I just came across a very old song, written by John Newton, set to new music by Jamie Barnes of Sojourn Community Church. The lyrics are very powerful still in the 21st century, although written 230 years ago.
John Newton is probably best-known for his hymn “Amazing Grace”. His life was a mixture of extreme circumstances – and an overwhelming personal sense of mercy and forgiveness by God – which you can see in his lyrics.

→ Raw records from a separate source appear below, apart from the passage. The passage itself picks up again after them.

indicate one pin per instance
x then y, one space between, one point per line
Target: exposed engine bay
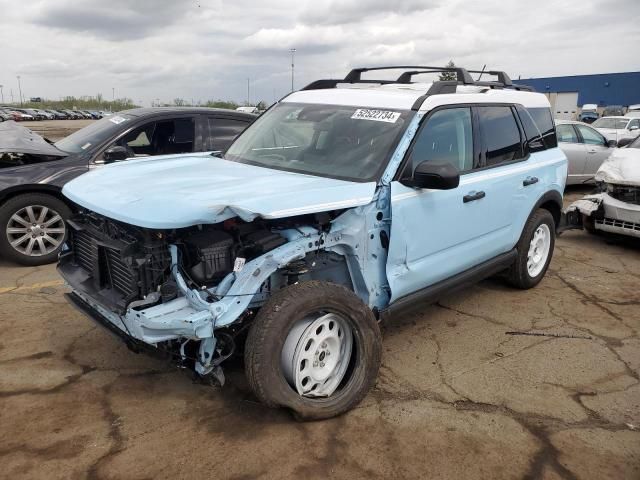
131 271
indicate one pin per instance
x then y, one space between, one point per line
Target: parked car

During his lifetime, John Newton was captured and pressed into service by the Royal Navy, and on the receiving end of brutality from a captain (flogged with 96 lashes for attempting to escape the ship) and later from a slave trader’s wife who treated him as badly as the slaves in her household. He was rescued by a sea captain but on the voyage home to England was again in great danger, as the ship he was sailing in was holed and filling with water. He prayed, crying out to God for mercy, the ship’s cargo shifted and blocked the hole, and the ship drifted to land. This was his initial conversion experience, however, he had a fuller spiritual conversion when a year later he fell ill with fever and again cried out to God for help, giving his destiny into God’s hands and for the first time said he experienced peace with God.
After his conversion, he continued for a time in his work as captain of slavery ships – although later he would become a powerful influence for abolition. He became a minister at Olney, where Samuel Cowper the poet came to live – they became great friends and together they published a book of hymns which contains many classic songs of worship still sung today.
While he was a church minister, the young William Wilberforce met him – and later consulted him about possibly leaving Parliament, to become a minister – but John Newton convinced him to stay in Parliament and serve God there in his work. Thirty years after retiring from slave trade ships, in 1788 John Newton wrote a brutally honest record of conditions on the slave ships, a pamphlet called “Thoughts upon the Slave Trade” – which he regarded as a late confession. He had a copy sent to every MP. A strong ally with William Wilberforce, he lived to see the passing of the Slave Trade Act 1807, although dying within a few months.
(If you are interested in finding out more about the UK Abolition campaign, the film “Amazing Grace” (2006) is a good film to view; it tells of William Wilberforce’s life struggle against the slave trade, but there is a memorable scene in which he speaks to John Newton – played by Albert Finney, see photo above this post).
In John Newton’s life, he not only powerfully felt the forgiveness of God, but also passed on that experience by giving millions the words to understand and express it themselves in song. He was a powerful preacher in the pulpit, and now his songs still carry his message.